Tanya Ronder’s new play is based around a middle class family’s travails, the dangers of climate change and a toy polar bear.
But with the help of a funny script and strong performances, it avoids being preachy or boring.
Watching the opening scene, it isn’t obvious what Fuck the Polar Bears is about. Gordon (Andrew Whipp), who we later find out is a big shot energy boss, waltzes in with champagne and a stack of pizzas.
Fitness freak wife Serena (Susan Stanley) is preoccupied with making sure he’s got the money together for their new place on the river in Hampton. Luckily, Gordon has just been offered a promotion worth £2.4 million.
But they’re arguing almost immediately about different aspects of their “empty” lives.
The play is theatrically brilliant, with the stage set up as their living room.
It feels intrusive and mirrors how all the angst of their family life is trapped inside those four walls.
During the weekend they crack under the strain.
The household appliances begin to malfunction—first Gordon’s phone, then his laptop, before he starts to imagine that the drains are blocked.
A spinning stage emphasises Gordon’s growing breakdown.

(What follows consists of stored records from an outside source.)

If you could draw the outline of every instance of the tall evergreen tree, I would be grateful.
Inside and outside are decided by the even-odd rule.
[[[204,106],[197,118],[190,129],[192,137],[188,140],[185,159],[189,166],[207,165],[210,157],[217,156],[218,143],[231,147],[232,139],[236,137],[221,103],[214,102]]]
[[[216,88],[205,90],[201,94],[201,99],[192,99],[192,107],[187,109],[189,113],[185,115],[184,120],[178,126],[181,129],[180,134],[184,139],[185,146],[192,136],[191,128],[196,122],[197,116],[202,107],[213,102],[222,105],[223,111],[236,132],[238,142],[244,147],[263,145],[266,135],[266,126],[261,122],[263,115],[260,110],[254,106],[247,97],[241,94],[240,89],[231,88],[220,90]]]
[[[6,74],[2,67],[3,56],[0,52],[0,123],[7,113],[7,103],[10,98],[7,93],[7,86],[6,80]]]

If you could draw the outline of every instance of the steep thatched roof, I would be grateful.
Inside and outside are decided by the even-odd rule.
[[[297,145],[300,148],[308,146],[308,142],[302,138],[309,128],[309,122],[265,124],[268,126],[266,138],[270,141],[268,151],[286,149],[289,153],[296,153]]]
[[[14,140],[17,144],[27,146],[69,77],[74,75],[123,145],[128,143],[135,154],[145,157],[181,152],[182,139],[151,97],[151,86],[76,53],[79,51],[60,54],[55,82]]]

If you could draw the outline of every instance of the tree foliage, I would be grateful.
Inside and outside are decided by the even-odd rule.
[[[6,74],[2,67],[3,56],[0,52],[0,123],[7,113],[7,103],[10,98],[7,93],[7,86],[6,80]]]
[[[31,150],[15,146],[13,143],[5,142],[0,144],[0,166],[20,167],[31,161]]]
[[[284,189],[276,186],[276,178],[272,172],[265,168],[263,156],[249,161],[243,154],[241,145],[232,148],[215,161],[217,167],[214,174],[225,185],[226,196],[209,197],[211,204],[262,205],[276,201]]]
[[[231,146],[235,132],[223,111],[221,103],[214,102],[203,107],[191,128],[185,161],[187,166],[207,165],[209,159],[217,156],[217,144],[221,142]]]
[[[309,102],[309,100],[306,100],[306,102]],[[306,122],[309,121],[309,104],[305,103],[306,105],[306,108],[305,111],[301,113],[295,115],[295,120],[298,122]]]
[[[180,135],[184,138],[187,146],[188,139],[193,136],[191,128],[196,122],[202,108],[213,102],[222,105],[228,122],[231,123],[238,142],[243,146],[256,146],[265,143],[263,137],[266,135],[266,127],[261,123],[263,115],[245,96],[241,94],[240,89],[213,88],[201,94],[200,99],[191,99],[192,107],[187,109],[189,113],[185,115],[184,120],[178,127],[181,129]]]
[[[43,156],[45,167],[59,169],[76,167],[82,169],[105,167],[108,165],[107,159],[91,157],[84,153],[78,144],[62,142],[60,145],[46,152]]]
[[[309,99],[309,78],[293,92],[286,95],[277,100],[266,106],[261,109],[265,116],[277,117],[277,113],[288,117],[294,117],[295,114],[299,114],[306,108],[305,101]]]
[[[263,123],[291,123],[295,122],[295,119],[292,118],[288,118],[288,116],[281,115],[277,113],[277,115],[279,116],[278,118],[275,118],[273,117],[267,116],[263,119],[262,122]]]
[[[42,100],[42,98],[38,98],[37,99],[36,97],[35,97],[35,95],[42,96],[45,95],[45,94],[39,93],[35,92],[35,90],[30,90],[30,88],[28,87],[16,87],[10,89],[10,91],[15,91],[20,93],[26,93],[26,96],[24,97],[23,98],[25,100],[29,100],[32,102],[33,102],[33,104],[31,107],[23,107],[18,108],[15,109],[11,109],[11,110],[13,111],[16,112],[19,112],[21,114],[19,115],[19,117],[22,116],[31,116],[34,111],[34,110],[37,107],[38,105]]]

Throughout the play their daughter Rachel (Bella Anne Padden) is looking frantically for a toy polar bear that she is convinced is real.
Gordon becomes convinced he can see the polar bear darting around the room.
In reality, it’s a hamster that their militant environmentalist Icelandic au pair Blundhilde (Salome R Gunnarsdottir) has freed.
Everything comes to a head when Rachel appears dressed in her new polar bear suit.
His whole world spinning, Gordon chases the apparition of climate change around the room with a knife.
The ending seems a bit anti-climactic, but remains open ended.
When Serena explains that she hates their life Gordon replies, “It’s not easy having the Cabinet in your pocket,” and ponders going into renewables.
The unhappy rich? I don’t buy it.
With his new-found environmental awareness, Gordon asks to turn out the lights. Rachel pleads, “But daddy, I don’t like it with the lights out.” But perhaps it’s a little too late for them.